Race for Rivers combined paddle boarding with water quality testing and data collection every 5km, during a 642km challenge across the length of England’s waterways. Over 100 amazing volunteers signed up to paddle various distances and together they recorded more than 420 samples during September and October 2023.
Our community scientists looked at five different water quality parameters including coliform bacteria, phosphates, pH, nitrites and nitrates. Every reading was documented in Planet Patrol’s app to give a real-time view into water health across the country.
The findings come as the UK government announced its new nature package to restore 600km of rivers nationwide – less than the distance covered in this pioneering 28-day challenge.
Shockingly, the data revealed a staggering 83% of waterways tested across England showed evidence of sewage pollution, surpassing the established threshold levels of coliform bacteria deemed safe for human bathing.
Results also showed 74% of the testing sites failed to meet current phosphate standards, with alarming rates observed in the River Thames (93% failure rate) and the River Wey (88% failure rate).
Additionally, elevated levels of nitrates were recorded at 42% of the sites. Nitrates and phosphates, common forms of nutrient pollution stemming from wastewater treatment, sewage, and agriculture, pose severe threats to aquatic environments. These pollutants can contribute to harmful algal blooms and oxygen depletion in the water, posing risks to both biodiversity and public health.
Our partner academic Dr. Thomas Stanton from Loughborough University commented on the significance of the Race for Rivers initiative: “Race for Rivers has highlighted the potential of community engagement in advancing our understanding of Britain’s blue and green spaces. While concerning, the results of the Race for Rivers testing are not surprising and emphasise the need for concerted monitoring efforts in our freshwaters.”
This initiative begins to address the huge information deficit left from an 88% reduction in water quality monitoring over the last decade by the Environment Agency – from 160,000 samples in 2013 to just 19,400 in 2023.

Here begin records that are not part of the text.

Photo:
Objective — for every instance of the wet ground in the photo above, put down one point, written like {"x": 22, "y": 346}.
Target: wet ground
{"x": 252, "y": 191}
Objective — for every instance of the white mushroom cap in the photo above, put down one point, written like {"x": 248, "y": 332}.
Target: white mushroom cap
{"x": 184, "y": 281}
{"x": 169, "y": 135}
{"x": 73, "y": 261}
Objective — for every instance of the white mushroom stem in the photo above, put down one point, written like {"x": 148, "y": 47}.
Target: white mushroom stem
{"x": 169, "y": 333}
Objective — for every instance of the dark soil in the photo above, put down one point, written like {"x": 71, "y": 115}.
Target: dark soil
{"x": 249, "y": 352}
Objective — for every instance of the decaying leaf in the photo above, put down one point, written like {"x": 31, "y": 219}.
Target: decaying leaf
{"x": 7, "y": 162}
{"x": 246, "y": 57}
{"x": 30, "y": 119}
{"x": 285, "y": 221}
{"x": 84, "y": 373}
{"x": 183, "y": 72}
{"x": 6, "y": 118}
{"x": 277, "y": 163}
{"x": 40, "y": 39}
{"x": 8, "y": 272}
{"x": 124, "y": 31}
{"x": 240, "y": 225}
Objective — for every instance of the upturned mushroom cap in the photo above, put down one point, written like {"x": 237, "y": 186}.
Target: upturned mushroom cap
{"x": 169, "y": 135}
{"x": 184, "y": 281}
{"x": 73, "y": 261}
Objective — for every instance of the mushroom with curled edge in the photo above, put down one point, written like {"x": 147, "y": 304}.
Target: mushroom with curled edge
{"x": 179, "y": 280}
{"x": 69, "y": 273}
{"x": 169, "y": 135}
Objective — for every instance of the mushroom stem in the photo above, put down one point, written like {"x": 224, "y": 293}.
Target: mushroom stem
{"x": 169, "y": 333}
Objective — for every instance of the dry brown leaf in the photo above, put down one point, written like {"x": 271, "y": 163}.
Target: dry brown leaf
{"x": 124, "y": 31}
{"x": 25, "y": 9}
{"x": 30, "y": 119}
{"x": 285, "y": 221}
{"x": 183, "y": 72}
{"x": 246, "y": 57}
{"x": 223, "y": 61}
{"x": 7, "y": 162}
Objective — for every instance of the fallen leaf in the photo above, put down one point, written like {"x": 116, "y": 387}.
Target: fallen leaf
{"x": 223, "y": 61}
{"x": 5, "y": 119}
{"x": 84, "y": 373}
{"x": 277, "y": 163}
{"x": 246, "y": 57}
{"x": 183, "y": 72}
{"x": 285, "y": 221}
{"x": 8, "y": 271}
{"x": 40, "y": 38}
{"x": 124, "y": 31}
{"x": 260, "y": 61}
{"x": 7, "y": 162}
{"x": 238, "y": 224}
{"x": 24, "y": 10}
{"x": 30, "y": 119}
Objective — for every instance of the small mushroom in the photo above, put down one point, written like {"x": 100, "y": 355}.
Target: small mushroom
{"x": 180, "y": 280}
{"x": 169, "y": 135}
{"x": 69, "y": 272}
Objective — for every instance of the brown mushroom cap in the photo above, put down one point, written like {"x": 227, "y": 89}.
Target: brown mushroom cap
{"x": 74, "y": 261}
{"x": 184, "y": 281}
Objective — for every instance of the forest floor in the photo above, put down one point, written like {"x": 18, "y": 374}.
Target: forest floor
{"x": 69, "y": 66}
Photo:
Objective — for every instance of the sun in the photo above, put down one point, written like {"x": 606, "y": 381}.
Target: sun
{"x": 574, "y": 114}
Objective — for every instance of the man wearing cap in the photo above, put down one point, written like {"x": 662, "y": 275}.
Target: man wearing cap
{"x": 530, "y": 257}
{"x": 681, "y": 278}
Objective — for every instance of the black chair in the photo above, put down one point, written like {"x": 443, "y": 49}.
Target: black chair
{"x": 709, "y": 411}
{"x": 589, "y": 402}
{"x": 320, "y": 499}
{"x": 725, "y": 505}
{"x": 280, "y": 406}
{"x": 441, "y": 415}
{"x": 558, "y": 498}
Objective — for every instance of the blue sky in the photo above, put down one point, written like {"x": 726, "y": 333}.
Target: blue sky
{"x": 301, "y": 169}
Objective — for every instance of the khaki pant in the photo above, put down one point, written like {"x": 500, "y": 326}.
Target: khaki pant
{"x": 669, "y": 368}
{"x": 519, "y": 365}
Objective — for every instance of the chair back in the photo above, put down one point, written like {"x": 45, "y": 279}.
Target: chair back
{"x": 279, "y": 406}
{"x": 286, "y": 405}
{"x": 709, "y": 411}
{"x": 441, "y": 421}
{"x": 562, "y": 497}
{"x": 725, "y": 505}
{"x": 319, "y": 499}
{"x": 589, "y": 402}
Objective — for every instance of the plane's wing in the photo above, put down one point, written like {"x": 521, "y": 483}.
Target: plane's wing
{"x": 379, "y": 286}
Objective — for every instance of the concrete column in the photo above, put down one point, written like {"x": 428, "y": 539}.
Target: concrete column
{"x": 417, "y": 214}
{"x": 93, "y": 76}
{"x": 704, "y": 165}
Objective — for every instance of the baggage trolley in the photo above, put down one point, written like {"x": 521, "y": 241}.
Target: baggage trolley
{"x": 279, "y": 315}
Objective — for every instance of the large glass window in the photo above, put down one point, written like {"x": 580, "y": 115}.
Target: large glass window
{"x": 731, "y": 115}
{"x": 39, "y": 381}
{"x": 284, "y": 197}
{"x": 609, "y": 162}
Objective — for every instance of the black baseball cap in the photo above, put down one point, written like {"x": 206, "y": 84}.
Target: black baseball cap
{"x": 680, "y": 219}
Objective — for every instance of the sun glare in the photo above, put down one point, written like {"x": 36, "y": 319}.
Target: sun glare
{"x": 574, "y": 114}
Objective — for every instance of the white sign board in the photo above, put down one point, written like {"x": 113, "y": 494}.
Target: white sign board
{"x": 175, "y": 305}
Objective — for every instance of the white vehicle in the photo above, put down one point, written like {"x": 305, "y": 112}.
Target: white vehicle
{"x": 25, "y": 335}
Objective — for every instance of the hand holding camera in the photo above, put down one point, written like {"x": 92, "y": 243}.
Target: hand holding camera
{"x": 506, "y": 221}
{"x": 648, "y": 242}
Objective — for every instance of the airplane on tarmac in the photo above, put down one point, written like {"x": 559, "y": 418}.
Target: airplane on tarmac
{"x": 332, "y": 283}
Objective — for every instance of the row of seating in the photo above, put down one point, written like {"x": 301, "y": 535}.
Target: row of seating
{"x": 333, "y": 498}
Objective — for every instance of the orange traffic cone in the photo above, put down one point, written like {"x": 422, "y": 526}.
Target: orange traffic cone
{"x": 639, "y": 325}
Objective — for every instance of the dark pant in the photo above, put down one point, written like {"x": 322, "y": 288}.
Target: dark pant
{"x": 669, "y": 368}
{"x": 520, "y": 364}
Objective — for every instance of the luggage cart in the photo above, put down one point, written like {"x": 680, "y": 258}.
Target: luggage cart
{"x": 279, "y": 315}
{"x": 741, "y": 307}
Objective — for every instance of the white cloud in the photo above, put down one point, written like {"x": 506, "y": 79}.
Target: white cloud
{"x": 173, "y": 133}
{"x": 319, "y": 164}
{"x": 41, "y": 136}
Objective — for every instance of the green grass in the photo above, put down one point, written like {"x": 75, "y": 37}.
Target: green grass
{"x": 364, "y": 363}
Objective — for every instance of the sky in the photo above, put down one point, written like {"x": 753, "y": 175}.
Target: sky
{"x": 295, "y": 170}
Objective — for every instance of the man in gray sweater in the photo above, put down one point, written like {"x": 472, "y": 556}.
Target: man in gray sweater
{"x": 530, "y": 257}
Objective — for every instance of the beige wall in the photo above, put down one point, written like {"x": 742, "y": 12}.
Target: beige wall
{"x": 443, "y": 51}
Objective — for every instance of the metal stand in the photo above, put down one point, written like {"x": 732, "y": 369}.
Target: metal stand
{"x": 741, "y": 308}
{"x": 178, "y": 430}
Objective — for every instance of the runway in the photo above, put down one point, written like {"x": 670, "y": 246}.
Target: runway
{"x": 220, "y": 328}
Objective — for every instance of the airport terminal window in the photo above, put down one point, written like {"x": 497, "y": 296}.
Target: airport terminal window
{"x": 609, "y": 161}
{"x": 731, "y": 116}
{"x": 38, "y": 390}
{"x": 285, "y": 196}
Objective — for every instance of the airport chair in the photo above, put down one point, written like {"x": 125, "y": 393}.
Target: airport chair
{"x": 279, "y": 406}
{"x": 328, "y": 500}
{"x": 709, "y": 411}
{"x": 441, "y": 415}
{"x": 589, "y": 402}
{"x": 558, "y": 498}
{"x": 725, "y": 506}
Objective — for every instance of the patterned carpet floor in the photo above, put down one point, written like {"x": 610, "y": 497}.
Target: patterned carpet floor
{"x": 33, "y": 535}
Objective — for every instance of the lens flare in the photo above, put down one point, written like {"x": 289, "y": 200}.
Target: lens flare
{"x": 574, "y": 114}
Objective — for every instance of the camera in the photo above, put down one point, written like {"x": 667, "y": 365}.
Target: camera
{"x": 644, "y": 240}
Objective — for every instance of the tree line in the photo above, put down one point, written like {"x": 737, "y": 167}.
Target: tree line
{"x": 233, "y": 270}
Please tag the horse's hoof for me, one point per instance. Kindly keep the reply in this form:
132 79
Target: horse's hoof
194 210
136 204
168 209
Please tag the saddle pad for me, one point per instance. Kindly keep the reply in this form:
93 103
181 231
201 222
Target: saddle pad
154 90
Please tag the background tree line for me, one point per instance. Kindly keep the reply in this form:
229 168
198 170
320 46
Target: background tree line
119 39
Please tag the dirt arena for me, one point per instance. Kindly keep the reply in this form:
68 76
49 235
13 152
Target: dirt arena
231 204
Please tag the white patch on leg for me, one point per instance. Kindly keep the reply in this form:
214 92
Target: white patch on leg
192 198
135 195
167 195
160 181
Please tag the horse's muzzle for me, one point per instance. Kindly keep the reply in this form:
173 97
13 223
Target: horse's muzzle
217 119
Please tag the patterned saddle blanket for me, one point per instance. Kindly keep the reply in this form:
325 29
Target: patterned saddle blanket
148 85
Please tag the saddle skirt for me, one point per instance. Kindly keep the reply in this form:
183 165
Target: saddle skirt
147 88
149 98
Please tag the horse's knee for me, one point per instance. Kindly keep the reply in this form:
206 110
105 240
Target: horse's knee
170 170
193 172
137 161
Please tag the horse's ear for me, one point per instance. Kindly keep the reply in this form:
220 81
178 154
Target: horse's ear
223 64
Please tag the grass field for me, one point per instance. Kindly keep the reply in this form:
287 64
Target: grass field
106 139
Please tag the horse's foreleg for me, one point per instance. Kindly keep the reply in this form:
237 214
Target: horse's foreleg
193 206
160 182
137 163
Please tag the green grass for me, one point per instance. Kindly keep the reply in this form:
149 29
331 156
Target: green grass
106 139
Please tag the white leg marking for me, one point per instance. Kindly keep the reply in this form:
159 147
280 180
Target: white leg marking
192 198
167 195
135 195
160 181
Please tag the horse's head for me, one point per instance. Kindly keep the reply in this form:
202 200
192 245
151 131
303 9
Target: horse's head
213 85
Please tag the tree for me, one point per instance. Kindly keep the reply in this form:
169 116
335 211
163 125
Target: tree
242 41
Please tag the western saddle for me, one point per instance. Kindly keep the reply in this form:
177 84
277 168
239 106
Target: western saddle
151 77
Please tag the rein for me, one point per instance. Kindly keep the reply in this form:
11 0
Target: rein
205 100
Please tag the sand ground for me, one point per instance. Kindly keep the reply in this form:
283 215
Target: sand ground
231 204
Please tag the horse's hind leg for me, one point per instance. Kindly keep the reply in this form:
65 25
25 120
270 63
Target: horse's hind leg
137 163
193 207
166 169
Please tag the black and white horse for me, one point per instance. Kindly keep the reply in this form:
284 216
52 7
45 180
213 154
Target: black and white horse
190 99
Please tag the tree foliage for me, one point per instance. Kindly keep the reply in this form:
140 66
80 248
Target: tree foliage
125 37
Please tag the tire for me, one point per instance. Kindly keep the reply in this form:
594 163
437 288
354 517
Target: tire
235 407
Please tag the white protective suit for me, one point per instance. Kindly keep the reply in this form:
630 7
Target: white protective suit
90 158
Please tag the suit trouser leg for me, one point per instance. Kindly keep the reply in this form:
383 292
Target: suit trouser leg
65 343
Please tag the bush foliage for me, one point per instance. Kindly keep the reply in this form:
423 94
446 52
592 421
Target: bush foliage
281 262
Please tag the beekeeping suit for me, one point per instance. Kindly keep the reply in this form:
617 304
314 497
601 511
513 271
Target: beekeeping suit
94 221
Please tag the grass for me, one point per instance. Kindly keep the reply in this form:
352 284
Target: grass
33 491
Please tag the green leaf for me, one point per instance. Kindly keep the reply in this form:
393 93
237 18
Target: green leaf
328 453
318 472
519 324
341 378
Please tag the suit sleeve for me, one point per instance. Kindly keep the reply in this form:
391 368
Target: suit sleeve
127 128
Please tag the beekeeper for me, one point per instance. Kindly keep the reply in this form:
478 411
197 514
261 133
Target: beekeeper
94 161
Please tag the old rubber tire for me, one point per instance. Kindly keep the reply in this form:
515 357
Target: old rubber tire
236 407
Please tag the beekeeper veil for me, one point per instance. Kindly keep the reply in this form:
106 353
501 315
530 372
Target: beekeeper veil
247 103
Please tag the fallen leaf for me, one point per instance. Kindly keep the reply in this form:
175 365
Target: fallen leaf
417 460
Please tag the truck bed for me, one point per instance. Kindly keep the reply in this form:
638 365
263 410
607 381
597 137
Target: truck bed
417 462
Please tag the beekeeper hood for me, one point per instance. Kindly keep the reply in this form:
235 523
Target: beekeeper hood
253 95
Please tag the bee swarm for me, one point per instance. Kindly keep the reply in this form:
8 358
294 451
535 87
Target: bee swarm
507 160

Planet Patrol’s founder, Lizzie Carr MBE said: “Our findings come as the government announces plans to restore 600km of rivers as part of its wider nature package, but no dates are in place to complete the restoration and there are no plans for the remaining 199,400kms of rivers also in a current state of emergency. This pledge doesn’t scratch the surface of what’s needed to restore our rivers.
Empowering individuals through community science is not just a response to the inadequacies of government funding and testing — it’s a revolutionary force in filling crucial information gaps left by the current lack of comprehensive monitoring. Community science has proven itself to be a formidable tool, offering credible and robust data collection capabilities that efficiently span widespread areas. This initiative is not just about gathering data; it’s a testament to the collective anger and determination of people who demand meaningful action to address the escalating water quality crisis.”
We want to thank all of our volunteers, pacesetters and supporters for taking acton and getting involved in Race for Rivers. We couldn’t have done it without you.